Sehr geehrter Herr Morton,

neben der Ehe haben vielfältige weitere Formen des Zusammenhalts und miteinander Lebens an Bedeutung gewonnen. Diese reichen von nichtehelichen Lebensgemeinschaften, Ein-Eltern- oder Patchwork-Familien, gleichgeschlechtlichen Partnerschaften bis hin zu Netzwerken, die Familienleben bieten ohne Verwandtschaft vorauszusetzen.
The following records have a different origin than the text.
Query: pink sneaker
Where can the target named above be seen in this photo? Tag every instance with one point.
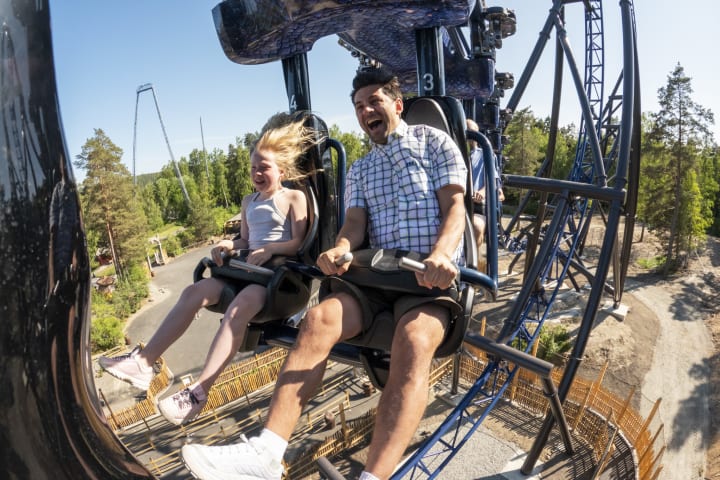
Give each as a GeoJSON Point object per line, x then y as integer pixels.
{"type": "Point", "coordinates": [126, 367]}
{"type": "Point", "coordinates": [183, 406]}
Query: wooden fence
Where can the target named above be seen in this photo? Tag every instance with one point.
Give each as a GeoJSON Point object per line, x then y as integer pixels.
{"type": "Point", "coordinates": [593, 413]}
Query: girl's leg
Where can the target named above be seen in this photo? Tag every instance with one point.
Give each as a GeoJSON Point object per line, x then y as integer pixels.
{"type": "Point", "coordinates": [193, 298]}
{"type": "Point", "coordinates": [231, 333]}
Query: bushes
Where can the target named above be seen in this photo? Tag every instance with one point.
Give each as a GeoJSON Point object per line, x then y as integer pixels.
{"type": "Point", "coordinates": [110, 309]}
{"type": "Point", "coordinates": [105, 334]}
{"type": "Point", "coordinates": [553, 342]}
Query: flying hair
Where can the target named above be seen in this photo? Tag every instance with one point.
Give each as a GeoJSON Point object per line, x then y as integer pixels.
{"type": "Point", "coordinates": [288, 141]}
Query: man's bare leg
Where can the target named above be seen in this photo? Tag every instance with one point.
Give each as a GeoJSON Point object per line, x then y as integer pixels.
{"type": "Point", "coordinates": [405, 396]}
{"type": "Point", "coordinates": [334, 319]}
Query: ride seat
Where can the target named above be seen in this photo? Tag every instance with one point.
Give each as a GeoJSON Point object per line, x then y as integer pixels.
{"type": "Point", "coordinates": [446, 114]}
{"type": "Point", "coordinates": [288, 291]}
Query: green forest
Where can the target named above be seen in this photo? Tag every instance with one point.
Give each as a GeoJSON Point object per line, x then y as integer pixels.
{"type": "Point", "coordinates": [188, 202]}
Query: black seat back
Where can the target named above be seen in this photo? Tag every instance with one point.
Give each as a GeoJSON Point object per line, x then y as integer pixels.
{"type": "Point", "coordinates": [288, 292]}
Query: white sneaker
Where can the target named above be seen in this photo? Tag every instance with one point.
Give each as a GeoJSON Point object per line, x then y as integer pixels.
{"type": "Point", "coordinates": [246, 460]}
{"type": "Point", "coordinates": [126, 367]}
{"type": "Point", "coordinates": [183, 406]}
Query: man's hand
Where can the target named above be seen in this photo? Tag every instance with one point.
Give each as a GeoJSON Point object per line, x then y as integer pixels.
{"type": "Point", "coordinates": [440, 272]}
{"type": "Point", "coordinates": [479, 196]}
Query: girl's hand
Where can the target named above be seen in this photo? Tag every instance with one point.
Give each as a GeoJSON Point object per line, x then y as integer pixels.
{"type": "Point", "coordinates": [333, 261]}
{"type": "Point", "coordinates": [223, 248]}
{"type": "Point", "coordinates": [259, 256]}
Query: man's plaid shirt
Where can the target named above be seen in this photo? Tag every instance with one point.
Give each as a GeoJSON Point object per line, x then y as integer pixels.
{"type": "Point", "coordinates": [396, 184]}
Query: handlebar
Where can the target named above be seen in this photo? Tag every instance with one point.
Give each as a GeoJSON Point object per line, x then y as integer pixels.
{"type": "Point", "coordinates": [467, 275]}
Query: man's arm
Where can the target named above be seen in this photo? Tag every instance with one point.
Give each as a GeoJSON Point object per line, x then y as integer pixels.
{"type": "Point", "coordinates": [441, 270]}
{"type": "Point", "coordinates": [351, 236]}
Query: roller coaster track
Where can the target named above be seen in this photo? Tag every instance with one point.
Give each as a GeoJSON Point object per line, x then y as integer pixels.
{"type": "Point", "coordinates": [560, 230]}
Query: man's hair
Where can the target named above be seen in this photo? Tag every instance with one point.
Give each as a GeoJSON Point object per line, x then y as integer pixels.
{"type": "Point", "coordinates": [376, 76]}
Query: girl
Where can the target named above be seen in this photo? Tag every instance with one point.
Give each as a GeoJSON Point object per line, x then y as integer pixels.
{"type": "Point", "coordinates": [274, 222]}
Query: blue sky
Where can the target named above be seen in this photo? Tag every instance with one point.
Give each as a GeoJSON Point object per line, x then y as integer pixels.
{"type": "Point", "coordinates": [105, 50]}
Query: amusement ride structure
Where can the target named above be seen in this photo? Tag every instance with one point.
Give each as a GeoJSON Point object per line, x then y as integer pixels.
{"type": "Point", "coordinates": [444, 52]}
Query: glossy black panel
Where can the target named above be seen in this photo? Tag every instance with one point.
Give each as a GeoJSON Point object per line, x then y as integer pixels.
{"type": "Point", "coordinates": [260, 31]}
{"type": "Point", "coordinates": [51, 423]}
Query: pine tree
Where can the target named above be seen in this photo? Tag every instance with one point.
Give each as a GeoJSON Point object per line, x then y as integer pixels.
{"type": "Point", "coordinates": [679, 133]}
{"type": "Point", "coordinates": [109, 204]}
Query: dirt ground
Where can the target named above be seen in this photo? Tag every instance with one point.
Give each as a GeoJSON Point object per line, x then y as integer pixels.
{"type": "Point", "coordinates": [667, 347]}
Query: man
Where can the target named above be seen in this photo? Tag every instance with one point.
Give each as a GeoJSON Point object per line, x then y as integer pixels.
{"type": "Point", "coordinates": [479, 190]}
{"type": "Point", "coordinates": [406, 193]}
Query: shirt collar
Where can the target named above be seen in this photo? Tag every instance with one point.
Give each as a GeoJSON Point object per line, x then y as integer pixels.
{"type": "Point", "coordinates": [400, 131]}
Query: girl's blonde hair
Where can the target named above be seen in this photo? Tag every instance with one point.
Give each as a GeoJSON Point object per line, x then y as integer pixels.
{"type": "Point", "coordinates": [288, 141]}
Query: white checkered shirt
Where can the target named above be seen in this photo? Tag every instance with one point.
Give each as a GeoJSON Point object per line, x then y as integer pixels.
{"type": "Point", "coordinates": [396, 184]}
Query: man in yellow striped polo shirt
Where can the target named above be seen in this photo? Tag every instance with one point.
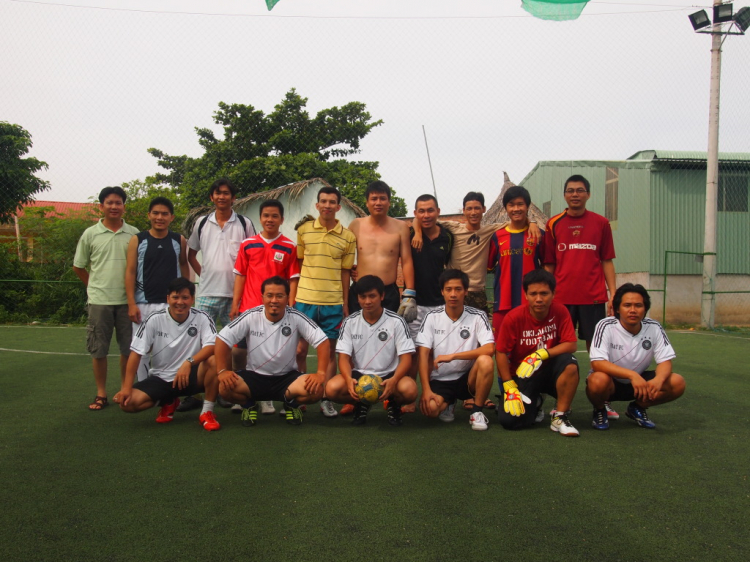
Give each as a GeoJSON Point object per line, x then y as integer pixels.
{"type": "Point", "coordinates": [327, 251]}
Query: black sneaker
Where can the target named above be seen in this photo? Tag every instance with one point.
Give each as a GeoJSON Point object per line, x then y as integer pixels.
{"type": "Point", "coordinates": [394, 414]}
{"type": "Point", "coordinates": [189, 403]}
{"type": "Point", "coordinates": [360, 413]}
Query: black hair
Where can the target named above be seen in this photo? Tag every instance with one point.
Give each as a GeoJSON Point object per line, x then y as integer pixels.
{"type": "Point", "coordinates": [367, 283]}
{"type": "Point", "coordinates": [539, 276]}
{"type": "Point", "coordinates": [377, 186]}
{"type": "Point", "coordinates": [330, 191]}
{"type": "Point", "coordinates": [221, 182]}
{"type": "Point", "coordinates": [116, 190]}
{"type": "Point", "coordinates": [449, 274]}
{"type": "Point", "coordinates": [178, 284]}
{"type": "Point", "coordinates": [272, 203]}
{"type": "Point", "coordinates": [630, 288]}
{"type": "Point", "coordinates": [474, 196]}
{"type": "Point", "coordinates": [161, 201]}
{"type": "Point", "coordinates": [275, 280]}
{"type": "Point", "coordinates": [426, 197]}
{"type": "Point", "coordinates": [578, 178]}
{"type": "Point", "coordinates": [517, 191]}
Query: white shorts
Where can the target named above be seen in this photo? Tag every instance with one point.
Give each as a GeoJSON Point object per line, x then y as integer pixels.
{"type": "Point", "coordinates": [415, 324]}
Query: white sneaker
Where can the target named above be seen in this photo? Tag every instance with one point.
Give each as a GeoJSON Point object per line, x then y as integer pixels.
{"type": "Point", "coordinates": [478, 421]}
{"type": "Point", "coordinates": [266, 407]}
{"type": "Point", "coordinates": [327, 409]}
{"type": "Point", "coordinates": [561, 424]}
{"type": "Point", "coordinates": [449, 414]}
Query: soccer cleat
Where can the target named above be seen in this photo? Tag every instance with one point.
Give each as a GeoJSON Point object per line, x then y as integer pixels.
{"type": "Point", "coordinates": [266, 407]}
{"type": "Point", "coordinates": [189, 403]}
{"type": "Point", "coordinates": [249, 416]}
{"type": "Point", "coordinates": [360, 413]}
{"type": "Point", "coordinates": [638, 413]}
{"type": "Point", "coordinates": [478, 421]}
{"type": "Point", "coordinates": [561, 424]}
{"type": "Point", "coordinates": [327, 409]}
{"type": "Point", "coordinates": [347, 410]}
{"type": "Point", "coordinates": [394, 414]}
{"type": "Point", "coordinates": [611, 414]}
{"type": "Point", "coordinates": [209, 422]}
{"type": "Point", "coordinates": [293, 415]}
{"type": "Point", "coordinates": [166, 412]}
{"type": "Point", "coordinates": [600, 420]}
{"type": "Point", "coordinates": [449, 414]}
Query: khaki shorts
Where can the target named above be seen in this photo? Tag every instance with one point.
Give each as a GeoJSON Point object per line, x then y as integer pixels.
{"type": "Point", "coordinates": [103, 320]}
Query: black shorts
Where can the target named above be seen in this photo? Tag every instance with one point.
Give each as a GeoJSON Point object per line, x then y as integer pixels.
{"type": "Point", "coordinates": [585, 317]}
{"type": "Point", "coordinates": [453, 390]}
{"type": "Point", "coordinates": [544, 381]}
{"type": "Point", "coordinates": [391, 301]}
{"type": "Point", "coordinates": [160, 390]}
{"type": "Point", "coordinates": [264, 387]}
{"type": "Point", "coordinates": [624, 390]}
{"type": "Point", "coordinates": [357, 374]}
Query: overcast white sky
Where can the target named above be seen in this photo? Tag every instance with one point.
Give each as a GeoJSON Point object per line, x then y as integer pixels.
{"type": "Point", "coordinates": [495, 88]}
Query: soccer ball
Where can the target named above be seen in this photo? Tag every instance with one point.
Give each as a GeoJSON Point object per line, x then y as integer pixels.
{"type": "Point", "coordinates": [369, 388]}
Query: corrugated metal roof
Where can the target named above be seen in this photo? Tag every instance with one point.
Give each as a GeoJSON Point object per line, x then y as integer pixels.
{"type": "Point", "coordinates": [687, 155]}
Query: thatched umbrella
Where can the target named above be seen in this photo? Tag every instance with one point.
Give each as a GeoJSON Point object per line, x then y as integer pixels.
{"type": "Point", "coordinates": [497, 215]}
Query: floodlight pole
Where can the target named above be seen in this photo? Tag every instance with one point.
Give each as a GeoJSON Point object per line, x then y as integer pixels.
{"type": "Point", "coordinates": [708, 301]}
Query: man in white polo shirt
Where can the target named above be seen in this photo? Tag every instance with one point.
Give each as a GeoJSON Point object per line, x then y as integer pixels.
{"type": "Point", "coordinates": [272, 332]}
{"type": "Point", "coordinates": [374, 341]}
{"type": "Point", "coordinates": [461, 342]}
{"type": "Point", "coordinates": [621, 353]}
{"type": "Point", "coordinates": [180, 342]}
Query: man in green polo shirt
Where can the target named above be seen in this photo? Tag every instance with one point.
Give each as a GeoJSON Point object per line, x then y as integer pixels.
{"type": "Point", "coordinates": [100, 264]}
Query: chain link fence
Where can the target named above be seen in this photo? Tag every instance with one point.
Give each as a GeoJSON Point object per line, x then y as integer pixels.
{"type": "Point", "coordinates": [129, 94]}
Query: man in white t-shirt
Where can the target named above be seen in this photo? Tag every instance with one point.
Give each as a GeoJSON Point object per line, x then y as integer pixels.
{"type": "Point", "coordinates": [180, 343]}
{"type": "Point", "coordinates": [461, 342]}
{"type": "Point", "coordinates": [272, 332]}
{"type": "Point", "coordinates": [374, 341]}
{"type": "Point", "coordinates": [621, 353]}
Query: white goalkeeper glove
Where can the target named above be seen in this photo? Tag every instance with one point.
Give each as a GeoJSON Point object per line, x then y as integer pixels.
{"type": "Point", "coordinates": [408, 308]}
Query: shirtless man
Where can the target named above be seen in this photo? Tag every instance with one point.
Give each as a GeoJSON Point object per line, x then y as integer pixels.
{"type": "Point", "coordinates": [381, 241]}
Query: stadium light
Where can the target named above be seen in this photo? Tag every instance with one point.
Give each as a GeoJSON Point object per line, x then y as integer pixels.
{"type": "Point", "coordinates": [699, 20]}
{"type": "Point", "coordinates": [723, 13]}
{"type": "Point", "coordinates": [742, 19]}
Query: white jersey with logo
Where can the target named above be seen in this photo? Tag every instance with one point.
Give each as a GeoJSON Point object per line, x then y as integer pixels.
{"type": "Point", "coordinates": [444, 336]}
{"type": "Point", "coordinates": [615, 344]}
{"type": "Point", "coordinates": [272, 346]}
{"type": "Point", "coordinates": [170, 342]}
{"type": "Point", "coordinates": [375, 348]}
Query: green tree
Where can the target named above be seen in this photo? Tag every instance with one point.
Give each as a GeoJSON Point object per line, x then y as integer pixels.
{"type": "Point", "coordinates": [261, 152]}
{"type": "Point", "coordinates": [18, 184]}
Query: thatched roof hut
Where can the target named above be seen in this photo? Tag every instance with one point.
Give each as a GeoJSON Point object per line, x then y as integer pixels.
{"type": "Point", "coordinates": [496, 213]}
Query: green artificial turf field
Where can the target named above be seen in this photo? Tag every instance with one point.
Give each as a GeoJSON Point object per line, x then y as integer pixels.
{"type": "Point", "coordinates": [82, 485]}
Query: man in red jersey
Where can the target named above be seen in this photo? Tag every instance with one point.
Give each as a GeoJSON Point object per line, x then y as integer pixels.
{"type": "Point", "coordinates": [261, 257]}
{"type": "Point", "coordinates": [534, 353]}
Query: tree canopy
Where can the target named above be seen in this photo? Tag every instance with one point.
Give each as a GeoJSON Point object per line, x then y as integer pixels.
{"type": "Point", "coordinates": [18, 184]}
{"type": "Point", "coordinates": [261, 152]}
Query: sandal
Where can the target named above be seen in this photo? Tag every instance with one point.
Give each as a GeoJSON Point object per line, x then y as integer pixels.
{"type": "Point", "coordinates": [469, 404]}
{"type": "Point", "coordinates": [99, 403]}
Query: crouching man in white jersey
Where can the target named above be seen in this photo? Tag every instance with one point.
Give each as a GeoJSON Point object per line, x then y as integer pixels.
{"type": "Point", "coordinates": [460, 339]}
{"type": "Point", "coordinates": [273, 332]}
{"type": "Point", "coordinates": [374, 341]}
{"type": "Point", "coordinates": [621, 352]}
{"type": "Point", "coordinates": [180, 340]}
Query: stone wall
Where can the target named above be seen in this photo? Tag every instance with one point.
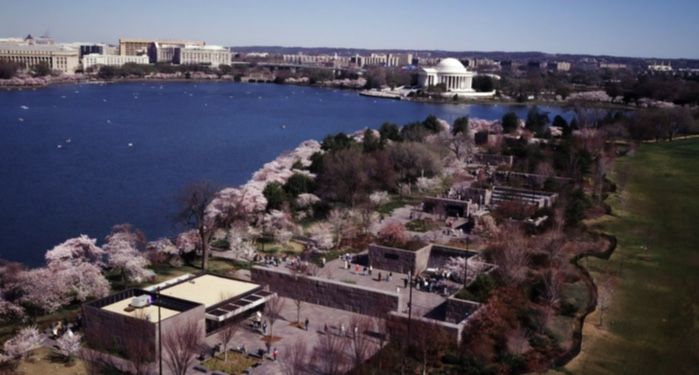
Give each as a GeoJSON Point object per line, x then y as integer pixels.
{"type": "Point", "coordinates": [422, 328]}
{"type": "Point", "coordinates": [458, 309]}
{"type": "Point", "coordinates": [398, 260]}
{"type": "Point", "coordinates": [324, 292]}
{"type": "Point", "coordinates": [110, 331]}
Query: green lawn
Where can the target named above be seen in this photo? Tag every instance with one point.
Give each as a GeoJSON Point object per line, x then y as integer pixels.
{"type": "Point", "coordinates": [652, 324]}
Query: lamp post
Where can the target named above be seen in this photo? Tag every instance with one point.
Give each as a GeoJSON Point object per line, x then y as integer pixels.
{"type": "Point", "coordinates": [466, 264]}
{"type": "Point", "coordinates": [160, 334]}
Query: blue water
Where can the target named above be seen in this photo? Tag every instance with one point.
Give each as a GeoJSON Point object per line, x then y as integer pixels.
{"type": "Point", "coordinates": [181, 133]}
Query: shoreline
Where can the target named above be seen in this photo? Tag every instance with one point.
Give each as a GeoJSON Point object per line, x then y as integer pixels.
{"type": "Point", "coordinates": [440, 101]}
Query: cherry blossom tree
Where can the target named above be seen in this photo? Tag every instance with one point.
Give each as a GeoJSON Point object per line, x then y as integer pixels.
{"type": "Point", "coordinates": [162, 250]}
{"type": "Point", "coordinates": [241, 238]}
{"type": "Point", "coordinates": [393, 234]}
{"type": "Point", "coordinates": [340, 224]}
{"type": "Point", "coordinates": [188, 241]}
{"type": "Point", "coordinates": [379, 198]}
{"type": "Point", "coordinates": [49, 288]}
{"type": "Point", "coordinates": [194, 214]}
{"type": "Point", "coordinates": [68, 345]}
{"type": "Point", "coordinates": [74, 251]}
{"type": "Point", "coordinates": [123, 255]}
{"type": "Point", "coordinates": [42, 289]}
{"type": "Point", "coordinates": [9, 311]}
{"type": "Point", "coordinates": [26, 340]}
{"type": "Point", "coordinates": [322, 235]}
{"type": "Point", "coordinates": [279, 225]}
{"type": "Point", "coordinates": [306, 200]}
{"type": "Point", "coordinates": [425, 184]}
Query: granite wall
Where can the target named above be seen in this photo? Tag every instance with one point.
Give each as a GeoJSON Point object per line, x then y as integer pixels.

Allen diesen traditionellen und neueren Formen ist gemeinsam, dass Menschen auf Dauer angelegt Verantwortung füreinander übernehmen. Familie wird gelebt, wo Menschen verbindlich füreinander einstehen. Verlässlichkeit, Zusammenhalt, Zuwendung und Zuneigung sind solidarische "Anker" in einer zunehmend individualisierten, flexibilisierten und globalisierten (Alltags-) Welt.

Wir Grüne wollen diese Potentiale fördern, um den sozialen Zusammenhalt in der Gesellschaft zu steigern. Anstatt unterschiedliche Lebensentwürfe gegeneinander auszuspielen, würdigen wir deren soziale Integrationsleistung, in diesem Sinne setzen wir uns für eine erweiterte Definition des Familienbegriffs ein, der auf Verantwortungsübernahme beruht und Wahlfreiheit ermöglicht.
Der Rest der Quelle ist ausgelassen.